Un chasseur furtif F-35 américain en Israël. Photo d'archives AFP
La Suisse « maintient son projet d'acquisition » des avions de combats américains F-35 malgré un énorme surcoût et un refus absolu de l'administration Trump de transiger, a indiqué mercredi le gouvernement fédéral, critiqué sur la gestion de ce dossier. Le Conseil fédéral « entend protéger la Suisse contre les menaces aériennes avec cet avion qui dispose d'une avance technologique importante par rapport à d'autres appareils et qui est désormais largement répandu dans les pays européens », souligne le gouvernement dans un communiqué.
Le gouvernement confirme donc ce choix controversé en raison des nombreux problèmes techniques rencontrés par le programme F-35 aux États-Unis et ce malgré un surcoût de 650 millions à 1,3 milliard de francs suisses pour une enveloppe globale initiale de quelque 6 milliards de francs (6,38 milliards d'euros). Ces surcoûts sont liés, selon la partie suisse, à l'inflation aux Etats-Unis, la hausse des prix des matières premières et l'impact des tarifs douaniers imposés au monde entier par Washington.

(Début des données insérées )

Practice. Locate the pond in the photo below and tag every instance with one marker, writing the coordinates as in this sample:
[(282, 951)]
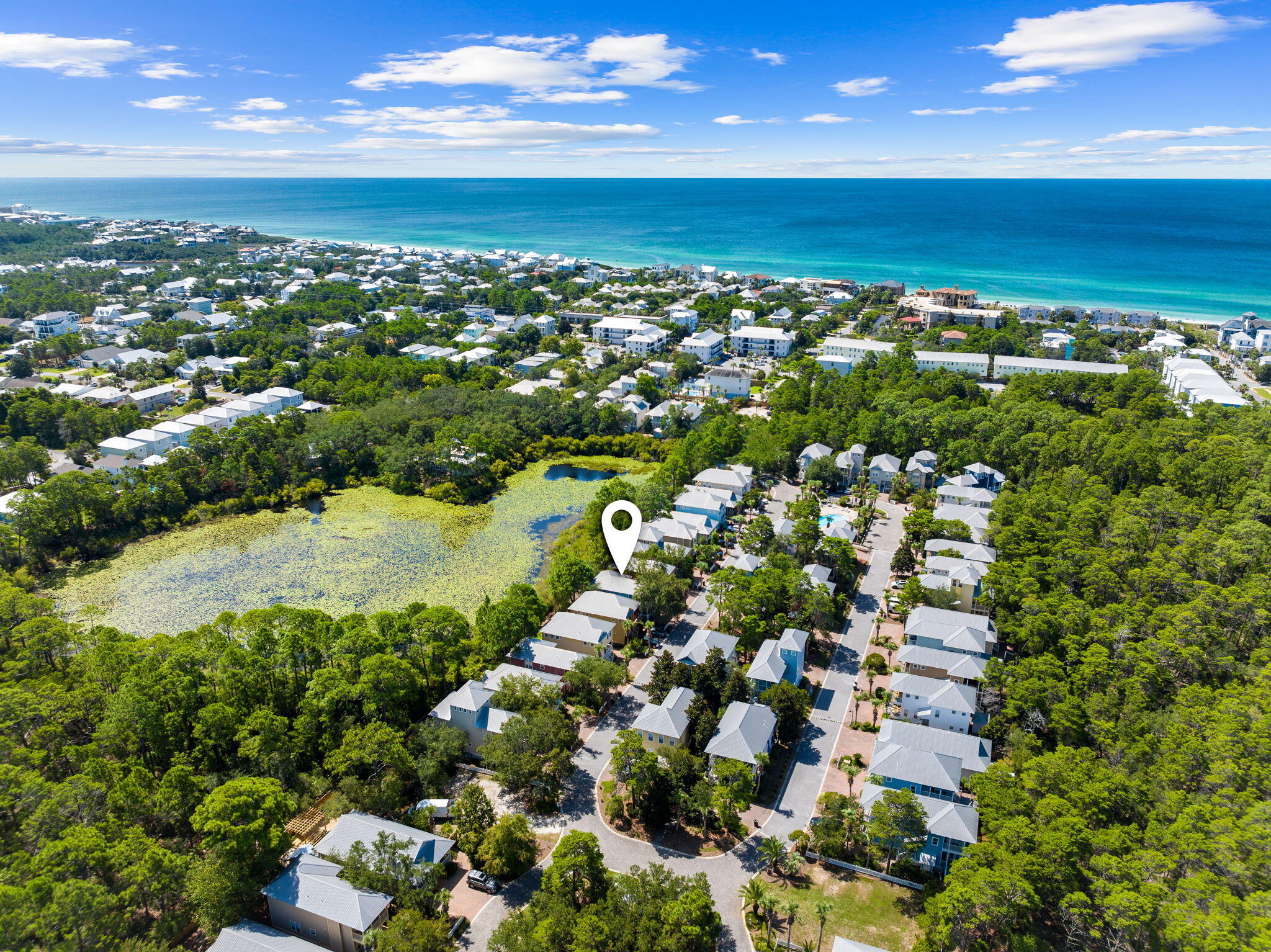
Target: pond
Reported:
[(586, 474), (366, 550)]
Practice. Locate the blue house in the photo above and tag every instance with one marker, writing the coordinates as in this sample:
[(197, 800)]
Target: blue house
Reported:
[(779, 660)]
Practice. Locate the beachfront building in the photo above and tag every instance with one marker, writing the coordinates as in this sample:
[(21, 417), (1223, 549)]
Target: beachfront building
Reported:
[(1004, 366), (616, 331), (707, 346), (952, 361), (761, 341)]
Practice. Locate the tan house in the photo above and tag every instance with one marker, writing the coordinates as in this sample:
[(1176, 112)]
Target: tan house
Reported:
[(608, 606), (665, 725), (309, 900), (580, 633)]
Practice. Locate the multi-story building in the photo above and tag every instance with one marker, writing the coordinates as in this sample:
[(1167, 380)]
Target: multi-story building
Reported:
[(761, 341)]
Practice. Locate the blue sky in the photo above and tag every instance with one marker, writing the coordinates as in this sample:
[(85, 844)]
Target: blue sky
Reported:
[(992, 89)]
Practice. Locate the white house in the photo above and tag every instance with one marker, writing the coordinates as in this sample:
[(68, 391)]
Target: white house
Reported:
[(707, 346), (761, 341), (935, 702)]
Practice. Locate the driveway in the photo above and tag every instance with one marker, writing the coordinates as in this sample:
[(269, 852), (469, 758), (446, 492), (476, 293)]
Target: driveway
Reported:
[(796, 804)]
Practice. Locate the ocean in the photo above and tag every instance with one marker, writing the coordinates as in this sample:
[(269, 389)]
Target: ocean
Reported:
[(1187, 248)]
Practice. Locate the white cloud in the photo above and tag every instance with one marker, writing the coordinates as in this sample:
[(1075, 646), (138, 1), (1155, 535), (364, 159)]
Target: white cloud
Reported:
[(740, 121), (412, 119), (477, 65), (970, 111), (262, 102), (1156, 135), (171, 103), (167, 70), (866, 86), (548, 45), (69, 56), (644, 60), (571, 97), (265, 123), (1022, 84), (1113, 35), (773, 59), (1203, 149), (505, 134), (17, 145)]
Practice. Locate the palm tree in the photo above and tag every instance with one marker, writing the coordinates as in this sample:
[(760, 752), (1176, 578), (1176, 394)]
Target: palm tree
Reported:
[(754, 894), (822, 909), (789, 909), (770, 907), (852, 770), (761, 761), (772, 850)]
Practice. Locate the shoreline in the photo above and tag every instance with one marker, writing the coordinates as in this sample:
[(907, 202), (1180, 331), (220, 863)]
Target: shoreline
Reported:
[(1208, 321), (1206, 317)]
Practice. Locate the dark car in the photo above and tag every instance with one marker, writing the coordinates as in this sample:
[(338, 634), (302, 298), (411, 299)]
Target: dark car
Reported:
[(485, 882)]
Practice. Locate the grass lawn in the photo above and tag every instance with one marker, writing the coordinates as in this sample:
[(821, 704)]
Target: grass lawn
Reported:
[(865, 909)]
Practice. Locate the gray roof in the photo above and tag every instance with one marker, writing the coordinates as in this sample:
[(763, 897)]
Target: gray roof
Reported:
[(314, 885), (920, 767), (969, 550), (842, 945), (975, 753), (954, 820), (956, 664), (669, 719), (696, 650), (744, 732), (580, 628), (252, 937), (937, 692), (536, 651), (612, 581), (768, 664), (365, 828), (605, 605), (956, 631)]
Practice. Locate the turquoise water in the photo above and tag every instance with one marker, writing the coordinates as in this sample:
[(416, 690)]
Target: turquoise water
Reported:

En juin, le ministre de la Défense Martin Pfister avait évoqué l'hypothèse d'acheter moins que les 36 appareils prévus pour rester dans les clous financiers approuvés par referendum en septembre 2020. Mercredi, lors d'un point de presse, il a présenté d'autres hypothèses comme par exemple une compensation partielle du surcoût par des contrats de sous-traitance du constructeur américain Lockheed-Martin avec des entreprises suisses ou une enveloppe budgétaire supplémentaire accordée par le parlement.
Il peut aussi s'agir d'un « mix » de l'ensemble.
Évaluation des besoins
Les livraisons des avions américains doivent débuter en 2027 pour remplacer une flotte à bout de souffle. Le ministre a exclu de relancer un appel d'offre pour un autre type d'appareil, « qui durerait longtemps et coûterait sans doute plus cher ». Le Conseil a aussi chargé le futur commandant des forces aériennes suisses de repasser au crible le rapport sur « l'avenir de la défense aérienne » publié en 2017, alors que la situation sécuritaire mondiale a évolué, ne serait-ce qu'avec la guerre en Ukraine, où les drones ont révolutionné le champ de bataille.
Le divisionnaire (général) Christian Oppliger devra déterminer ce qui reste valable dans ce document et sera chargé de réévaluer l'équipement de la défense aérienne « en tenant compte de la situation financière et de politique de sécurité ». Le Conseil fédéral tranchera ensuite au mois de novembre au regard des conclusions, a expliqué M. Pfister.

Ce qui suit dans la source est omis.